Por su derecha, François Fillon, candidato de los republicanos, difícilmente podrá superar el hundimiento causado por las revelaciones en torno a los trabajos espurios de su esposa. Y por la izquierda, la boutade del Partido Socialista al elegir como su candidato a Benoît Hamon –poco carismático y muy izquierdista— le priva de la posibilidad de acceder al voto moderado en el caso, improbable, de que llegara a la segunda vuelta.

«Las primarias las carga el diablo», se decía en el PSOE tras la elección de Josep Borell como candidato en 1998, solo para ser forzado a renunciar unos meses después. Algo similar deben pensar les republicains y el PSF mientras ven como Macron se dispara en las encuestas como única alternativa viable a Marine Le Pen en el duelo final de mayo.

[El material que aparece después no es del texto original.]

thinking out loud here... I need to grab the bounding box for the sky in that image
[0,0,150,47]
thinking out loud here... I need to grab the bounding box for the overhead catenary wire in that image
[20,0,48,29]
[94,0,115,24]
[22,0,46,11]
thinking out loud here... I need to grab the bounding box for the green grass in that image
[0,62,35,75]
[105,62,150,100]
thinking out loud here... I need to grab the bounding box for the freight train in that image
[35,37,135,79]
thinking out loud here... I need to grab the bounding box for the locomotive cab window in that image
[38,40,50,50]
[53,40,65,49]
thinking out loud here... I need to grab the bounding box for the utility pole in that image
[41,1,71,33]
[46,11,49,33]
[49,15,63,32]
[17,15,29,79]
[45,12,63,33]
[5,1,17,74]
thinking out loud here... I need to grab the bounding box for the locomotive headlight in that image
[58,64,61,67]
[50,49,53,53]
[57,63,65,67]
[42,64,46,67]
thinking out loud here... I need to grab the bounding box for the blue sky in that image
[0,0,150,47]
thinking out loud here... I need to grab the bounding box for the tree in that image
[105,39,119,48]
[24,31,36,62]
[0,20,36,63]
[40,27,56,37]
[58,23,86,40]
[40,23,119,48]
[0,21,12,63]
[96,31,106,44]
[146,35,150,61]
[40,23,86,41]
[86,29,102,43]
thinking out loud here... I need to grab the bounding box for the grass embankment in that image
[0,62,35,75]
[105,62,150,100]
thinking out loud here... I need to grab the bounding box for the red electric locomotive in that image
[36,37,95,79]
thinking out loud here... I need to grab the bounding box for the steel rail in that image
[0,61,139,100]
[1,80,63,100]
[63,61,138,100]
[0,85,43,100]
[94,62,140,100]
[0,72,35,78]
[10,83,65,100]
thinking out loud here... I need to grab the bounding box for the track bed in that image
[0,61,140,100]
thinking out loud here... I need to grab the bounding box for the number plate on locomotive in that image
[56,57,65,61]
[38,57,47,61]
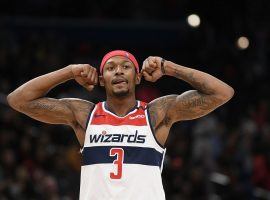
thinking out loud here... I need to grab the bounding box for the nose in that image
[115,65,124,74]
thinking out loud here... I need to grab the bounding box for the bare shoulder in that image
[60,98,95,129]
[147,95,178,146]
[58,98,95,147]
[148,95,177,129]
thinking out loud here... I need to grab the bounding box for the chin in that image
[112,89,129,97]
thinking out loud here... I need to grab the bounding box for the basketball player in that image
[7,50,234,199]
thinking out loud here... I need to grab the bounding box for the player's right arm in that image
[7,65,98,144]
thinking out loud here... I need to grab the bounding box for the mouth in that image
[112,78,128,85]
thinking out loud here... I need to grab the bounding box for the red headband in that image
[100,50,139,74]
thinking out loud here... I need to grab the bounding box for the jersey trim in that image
[81,105,98,151]
[82,146,163,167]
[91,101,147,126]
[85,104,97,130]
[145,108,165,150]
[102,101,140,118]
[160,149,166,172]
[91,116,147,126]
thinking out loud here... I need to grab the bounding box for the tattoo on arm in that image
[174,90,220,121]
[149,107,158,128]
[25,98,69,114]
[166,64,233,122]
[147,91,222,147]
[27,99,60,114]
[148,96,176,129]
[174,70,214,95]
[148,65,233,125]
[180,91,207,107]
[20,98,78,125]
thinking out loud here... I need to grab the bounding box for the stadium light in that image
[187,14,201,28]
[237,36,249,50]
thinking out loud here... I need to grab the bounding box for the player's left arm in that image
[143,56,234,129]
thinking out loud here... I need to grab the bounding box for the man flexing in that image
[7,50,234,199]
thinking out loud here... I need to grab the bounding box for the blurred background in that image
[0,0,269,199]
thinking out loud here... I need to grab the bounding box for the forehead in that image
[105,56,133,65]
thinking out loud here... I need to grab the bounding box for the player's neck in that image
[105,95,137,117]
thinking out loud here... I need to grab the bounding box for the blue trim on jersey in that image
[82,146,163,167]
[146,108,165,149]
[85,104,96,130]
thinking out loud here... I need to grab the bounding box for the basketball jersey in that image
[79,101,166,200]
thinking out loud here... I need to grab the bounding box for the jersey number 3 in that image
[110,148,124,179]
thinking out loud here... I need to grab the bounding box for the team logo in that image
[129,115,145,120]
[90,130,146,144]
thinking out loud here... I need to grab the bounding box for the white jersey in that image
[79,101,166,200]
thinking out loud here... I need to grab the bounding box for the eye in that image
[123,64,131,69]
[107,66,114,71]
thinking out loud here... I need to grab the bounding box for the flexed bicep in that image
[149,91,224,126]
[19,97,76,125]
[15,97,94,127]
[168,90,223,122]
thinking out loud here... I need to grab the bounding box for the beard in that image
[112,89,129,97]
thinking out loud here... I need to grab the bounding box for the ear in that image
[135,73,142,85]
[99,76,105,86]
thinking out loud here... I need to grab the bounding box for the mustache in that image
[111,77,128,84]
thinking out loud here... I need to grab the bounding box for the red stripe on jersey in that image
[91,101,148,126]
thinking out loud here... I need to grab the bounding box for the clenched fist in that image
[70,64,98,91]
[141,56,164,82]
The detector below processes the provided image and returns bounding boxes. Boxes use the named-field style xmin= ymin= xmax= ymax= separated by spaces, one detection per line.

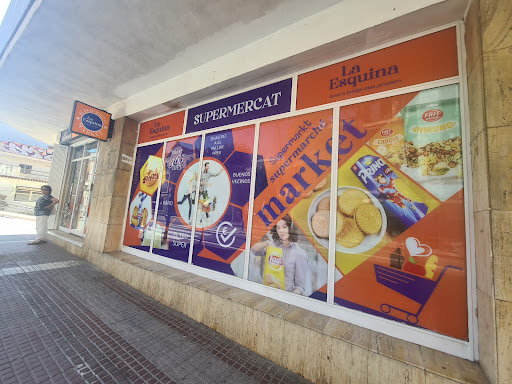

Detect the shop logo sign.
xmin=216 ymin=221 xmax=237 ymax=248
xmin=81 ymin=113 xmax=104 ymax=132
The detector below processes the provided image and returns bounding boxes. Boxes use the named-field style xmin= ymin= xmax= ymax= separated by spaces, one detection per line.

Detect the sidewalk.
xmin=0 ymin=235 xmax=312 ymax=384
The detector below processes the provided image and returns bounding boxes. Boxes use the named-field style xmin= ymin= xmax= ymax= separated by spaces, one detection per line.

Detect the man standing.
xmin=28 ymin=185 xmax=59 ymax=245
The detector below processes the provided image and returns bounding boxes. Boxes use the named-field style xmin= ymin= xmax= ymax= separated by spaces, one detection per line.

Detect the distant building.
xmin=0 ymin=141 xmax=53 ymax=215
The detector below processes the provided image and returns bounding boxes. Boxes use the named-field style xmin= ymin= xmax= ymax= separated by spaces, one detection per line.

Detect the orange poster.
xmin=296 ymin=27 xmax=458 ymax=110
xmin=138 ymin=111 xmax=185 ymax=144
xmin=334 ymin=84 xmax=467 ymax=340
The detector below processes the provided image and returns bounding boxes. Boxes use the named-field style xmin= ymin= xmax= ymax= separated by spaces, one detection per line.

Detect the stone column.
xmin=465 ymin=0 xmax=512 ymax=383
xmin=85 ymin=117 xmax=138 ymax=253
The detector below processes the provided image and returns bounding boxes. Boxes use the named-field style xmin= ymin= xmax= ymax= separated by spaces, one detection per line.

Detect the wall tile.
xmin=468 ymin=60 xmax=486 ymax=142
xmin=103 ymin=223 xmax=124 ymax=253
xmin=471 ymin=131 xmax=490 ymax=212
xmin=465 ymin=0 xmax=482 ymax=76
xmin=496 ymin=300 xmax=512 ymax=383
xmin=108 ymin=196 xmax=128 ymax=226
xmin=480 ymin=0 xmax=512 ymax=53
xmin=487 ymin=127 xmax=512 ymax=210
xmin=483 ymin=49 xmax=512 ymax=128
xmin=492 ymin=210 xmax=512 ymax=302
xmin=475 ymin=210 xmax=494 ymax=296
xmin=121 ymin=117 xmax=139 ymax=146
xmin=368 ymin=352 xmax=425 ymax=384
xmin=477 ymin=289 xmax=497 ymax=384
xmin=84 ymin=221 xmax=107 ymax=253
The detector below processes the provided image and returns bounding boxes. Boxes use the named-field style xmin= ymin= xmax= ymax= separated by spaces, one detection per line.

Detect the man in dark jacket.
xmin=28 ymin=185 xmax=59 ymax=245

Martin Shultz lleva toda la vida excediendo expectativas… y sorprendiendo a quienes cometen el error de subestimarle. Detrás de su bonhomía y aspecto de tendero (fue librero durante años) se esconde una personalidad compuesta a partes iguales de ambición y tesón. Macron, en cambio, es como un futuro financiero: cotiza más por las expectativas que suscita que por el histórico de su trayectoria. 

Ambos tienen ahora la inesperada oportunidad de invertir las tendencias. Uno, deteniendo en Francia el obsceno avance del partido que más insulta los ideales de su república; y otro sustituyendo en Alemania el liderazgo reticente de Angela Merkel –que se merece pasar a la historia sin un último mandato que incinere su legado— por un canciller menos austero, menos ortodoxo y más dispuesto a convencer a los alemanes de que, como principales accionistas, son quienes más ganan si mantienen su inversión en una Europa funcional.

¿Posibilidad o mero deseo? Pero es más de lo que teníamos el 9 de noviembre.